Head Strategy, Transformation & Digital Office Maybank Indonesia Michel Hamilton menuturkan Indonesia menempati urutan nomor dua dengan antusiasme masyarakat yang telah mengadopsi digital banking. Kini masyarakat Indonesia semakin banyak yang melakukan transaksi digital dari rumah.

 

Sebagai catatan, di tengah pandemi ini bahkan penggunaan layanan M2U meningkat drastis. Karena itu membuat pihaknya untuk terus melakukan inovasi lima kali lebih cepat dari yang sebelumnya.
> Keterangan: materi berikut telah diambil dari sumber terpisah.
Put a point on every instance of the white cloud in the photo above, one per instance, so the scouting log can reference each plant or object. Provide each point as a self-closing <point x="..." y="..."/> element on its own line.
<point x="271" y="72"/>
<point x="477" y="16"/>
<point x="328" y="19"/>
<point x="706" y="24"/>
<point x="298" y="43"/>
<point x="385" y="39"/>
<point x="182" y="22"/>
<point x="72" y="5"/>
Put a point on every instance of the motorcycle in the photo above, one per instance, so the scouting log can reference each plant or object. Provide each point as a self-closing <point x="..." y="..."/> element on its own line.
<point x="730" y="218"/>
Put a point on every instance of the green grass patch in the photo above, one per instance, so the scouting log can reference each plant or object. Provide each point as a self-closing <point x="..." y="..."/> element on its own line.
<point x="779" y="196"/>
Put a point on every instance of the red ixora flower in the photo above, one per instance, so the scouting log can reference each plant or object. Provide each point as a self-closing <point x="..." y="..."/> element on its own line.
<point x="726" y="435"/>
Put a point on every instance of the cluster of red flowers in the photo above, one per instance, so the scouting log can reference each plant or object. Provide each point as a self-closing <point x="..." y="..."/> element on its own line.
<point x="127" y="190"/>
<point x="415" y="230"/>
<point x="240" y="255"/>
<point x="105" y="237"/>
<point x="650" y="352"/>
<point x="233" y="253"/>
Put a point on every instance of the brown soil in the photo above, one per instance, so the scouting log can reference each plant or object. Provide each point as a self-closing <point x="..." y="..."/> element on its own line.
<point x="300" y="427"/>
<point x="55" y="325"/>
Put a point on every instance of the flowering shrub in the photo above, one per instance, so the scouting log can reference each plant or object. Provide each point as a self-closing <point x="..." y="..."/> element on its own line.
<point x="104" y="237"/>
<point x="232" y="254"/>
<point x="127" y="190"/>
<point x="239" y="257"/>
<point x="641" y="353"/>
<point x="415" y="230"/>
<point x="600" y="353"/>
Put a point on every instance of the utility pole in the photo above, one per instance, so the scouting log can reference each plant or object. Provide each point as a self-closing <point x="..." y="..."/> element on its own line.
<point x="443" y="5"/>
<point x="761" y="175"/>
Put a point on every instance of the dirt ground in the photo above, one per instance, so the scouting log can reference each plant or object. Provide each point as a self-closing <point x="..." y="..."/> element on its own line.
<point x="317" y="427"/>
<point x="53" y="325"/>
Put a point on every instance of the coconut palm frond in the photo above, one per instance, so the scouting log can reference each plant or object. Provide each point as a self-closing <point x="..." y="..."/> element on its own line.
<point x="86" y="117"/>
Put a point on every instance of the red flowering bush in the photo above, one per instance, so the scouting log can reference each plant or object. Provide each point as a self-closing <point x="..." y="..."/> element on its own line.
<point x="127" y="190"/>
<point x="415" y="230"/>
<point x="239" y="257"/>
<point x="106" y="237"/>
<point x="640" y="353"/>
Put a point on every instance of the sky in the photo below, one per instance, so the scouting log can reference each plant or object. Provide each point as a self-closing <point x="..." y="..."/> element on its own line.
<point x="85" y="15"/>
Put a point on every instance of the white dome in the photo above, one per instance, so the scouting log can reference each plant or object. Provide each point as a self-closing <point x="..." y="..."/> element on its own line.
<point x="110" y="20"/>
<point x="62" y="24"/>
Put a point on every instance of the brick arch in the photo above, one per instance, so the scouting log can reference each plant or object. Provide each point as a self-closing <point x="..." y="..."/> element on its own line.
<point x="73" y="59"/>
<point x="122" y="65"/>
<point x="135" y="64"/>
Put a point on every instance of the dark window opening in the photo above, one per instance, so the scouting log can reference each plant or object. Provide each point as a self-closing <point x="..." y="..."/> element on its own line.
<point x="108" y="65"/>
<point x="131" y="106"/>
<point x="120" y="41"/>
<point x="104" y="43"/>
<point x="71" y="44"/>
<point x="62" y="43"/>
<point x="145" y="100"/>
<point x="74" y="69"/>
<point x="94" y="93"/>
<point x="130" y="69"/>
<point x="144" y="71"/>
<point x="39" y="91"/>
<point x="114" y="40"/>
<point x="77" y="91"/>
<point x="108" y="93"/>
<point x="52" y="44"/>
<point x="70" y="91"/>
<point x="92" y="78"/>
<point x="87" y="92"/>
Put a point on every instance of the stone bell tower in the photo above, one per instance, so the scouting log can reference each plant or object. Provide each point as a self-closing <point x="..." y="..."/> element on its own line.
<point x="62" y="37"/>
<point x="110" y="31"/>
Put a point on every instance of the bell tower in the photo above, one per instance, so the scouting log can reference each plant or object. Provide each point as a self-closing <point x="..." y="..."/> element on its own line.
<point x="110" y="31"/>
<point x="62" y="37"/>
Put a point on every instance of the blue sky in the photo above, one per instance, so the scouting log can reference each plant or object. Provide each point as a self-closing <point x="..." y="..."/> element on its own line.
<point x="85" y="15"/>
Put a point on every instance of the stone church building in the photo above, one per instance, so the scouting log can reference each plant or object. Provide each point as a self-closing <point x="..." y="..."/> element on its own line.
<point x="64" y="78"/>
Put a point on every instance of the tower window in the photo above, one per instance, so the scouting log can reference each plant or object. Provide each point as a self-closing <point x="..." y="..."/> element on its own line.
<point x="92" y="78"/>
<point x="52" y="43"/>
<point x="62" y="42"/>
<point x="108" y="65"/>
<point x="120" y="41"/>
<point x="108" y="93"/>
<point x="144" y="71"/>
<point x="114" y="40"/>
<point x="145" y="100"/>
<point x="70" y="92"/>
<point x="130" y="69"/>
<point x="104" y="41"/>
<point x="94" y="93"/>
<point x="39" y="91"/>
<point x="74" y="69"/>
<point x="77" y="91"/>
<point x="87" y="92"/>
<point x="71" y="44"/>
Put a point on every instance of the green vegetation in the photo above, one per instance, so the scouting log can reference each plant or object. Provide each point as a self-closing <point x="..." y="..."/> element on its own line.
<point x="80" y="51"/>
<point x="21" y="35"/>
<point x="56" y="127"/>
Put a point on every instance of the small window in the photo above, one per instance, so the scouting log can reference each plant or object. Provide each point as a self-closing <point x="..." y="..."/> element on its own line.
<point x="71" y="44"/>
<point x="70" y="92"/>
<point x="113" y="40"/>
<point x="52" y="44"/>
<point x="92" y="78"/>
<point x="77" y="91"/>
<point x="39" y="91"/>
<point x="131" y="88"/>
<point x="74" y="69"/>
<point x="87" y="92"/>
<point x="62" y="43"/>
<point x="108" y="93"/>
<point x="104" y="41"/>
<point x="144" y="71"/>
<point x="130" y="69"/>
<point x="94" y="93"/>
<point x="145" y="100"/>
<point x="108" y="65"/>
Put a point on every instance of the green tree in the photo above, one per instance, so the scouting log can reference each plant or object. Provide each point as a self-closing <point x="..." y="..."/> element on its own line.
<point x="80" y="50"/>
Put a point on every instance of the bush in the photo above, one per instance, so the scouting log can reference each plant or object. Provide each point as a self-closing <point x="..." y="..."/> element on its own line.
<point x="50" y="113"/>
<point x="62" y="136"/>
Transaksi keuangan yang dilakukan melalui M2U tumbuh pesat sebesar 136% menjadi 4,5 juta transaksi pada semester I/2020. Kemudian, ada sekitar 34.000 pembukaan rekening tabungan atau deposito dan lebih dari 45.000 rekening baru dibuka melalui M2U.

 

Persoalan keuangan digital juga ternyata menjadi konsen Presiden Joko Widodo yang tertuang dalam sambutannya di Indonesia Fintech Summit 2020 yang berlangsung pada 11-12 November silam. Dalam pidatonya, Jokowi menyampaikan apresiasi kepada para inovator dan penggerak industri fintech yang mampu memberi kontribusi positif bagi perekonomian melalui akses pembiayaan serta pemberian layanan keuangan digital lainnya kepada masyarakat.

 

"Fintech telah memberikan kontribusi positif bagi perekonomian nasional dan menambah akses masyarakat terhadap pembiayaan,” katanya.

 

Namun, ia mengakui masih ada pekerjaan rumah yang besar karena indeks inklusi keuangan Indonesia masih tertinggal dibandingkan beberapa negara lain. Harapan Jokowi, para inovator fintech tidak hanya berperan sebagai penyalur pinjaman dan pembayaran online, tetapi sebagai penggerak utama literasi keuangan digital bagi masyarakat.

 

Selain itu, fintech juga diharapkan dapat mendampingi perencanaan keuangan serta memperluas UMKM dalam hal akses pemasaran e-commerce. “Para pelaku industri fintech perlu memperkuat tata kelola yang lebih baik serta memitigasi berbagai potensi risiko yang ada," ucap Jokowi.

 

Sebelumnya, Koordinator Pemberdayaan Kapasitas TIK Kemkominfo, Aris Kurniawan menuturkan bahwa Indonesia memiliki visi pada tahun 2025 menjadi negara terbesar di Asia Tenggara dengan nilai transaksi ekonomi digital mencapai US$130 miliar.

 

Namun untuk mencapai hal tersebut ada banyak hal yang perlu dihadapi, seperti diantaranya terkait penetrasi internet Indonesia baru mencapai 64% yang masih tertinggal dari negara-negara ASEAN lainnya seperti Singapura 88%, Malaysia 83%, Thailand 75%, dan Vietnam 70%.

 

Kemudian, terkait rata-rata kecepatan internet mobile Indonesia mencapai 13,83 mbps, masih tertinggal dari negara-negara ASEAN lainnya seperti Malaysia sudah 23,8 mbps, Thailand 25,9 mbps, serta Vietnam 30,39 mbps, dan Singapura 57,16 mbps. “Ditambah lagi, belum semua wilayah di Indonesia memiliki kualitas internet yang memadai,” katanya.

 

Belum lagi masih adanya persoalan lemahnya cyber security dan keamanan data diri konsumen. Lalu masalah lainnya adalah, kurangnya talenta digital yang sesuai dengan kebutuhan industri dan hingga kini tercatat baru ada 9,4 juta UMKM yang sudah go digital dari total 60 juta yang terdata.

 

Menghadapi masalah-masalah tersebut Indonesia tentunya perlu melakukan berbagai hal. Diantaranya, “Mengenai masalah infrastruktur Kementerian Kominfo hingga 2022 memiliki target untuk menyediakan akses internet yang memadai di seluruh desa yang ada di Indonesia,” katanya Aris.